= Cable Head, Prince Edward Island =

Unincorporated community in Canada

 Cable Head is an unincorporated community in Kings County, Prince Edward Island, Canada, north of St. Peters Bay, west of Goose River, and east of Greenwich, home of Greenwich National Park.

The official history of the geographic name Cable Head is that when the first Scots settlers came to this district, they found on the shore below the farm now owned by John Simmons, a piece of hemp cable, evidently from some vessel. From this incident they named the place in Gaelic "Ceann Cable" meaning 'Cable End.' The word Ceann means End, but it also means 'head.'. When English became the most common language, the name was translated in the form "Cable Head."

Cable Head is divided into 2 sections, Cable Head East and Cable Head West.

Cable Head is the home of the Cable Head Airpark, a seasonal airport that only operates during the summer.

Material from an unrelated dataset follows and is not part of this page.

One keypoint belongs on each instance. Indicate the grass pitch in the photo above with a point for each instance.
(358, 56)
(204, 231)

Cable Head was home of Corporal George Palmer, who survived 46 months as a prisoner in Japanese POW Camps in World War II. A book, “Dark Side of the Sun” has been written about him by his grandson Michael Palmer.

Canadian playwright David French (1939-2010), most noted for his “Mercer Plays”, resided in Cable Head during the summers.

Cable Head has recently been nicknamed “Cable Hamptons”, due to the continuous construction of large summer homes on its beachfront.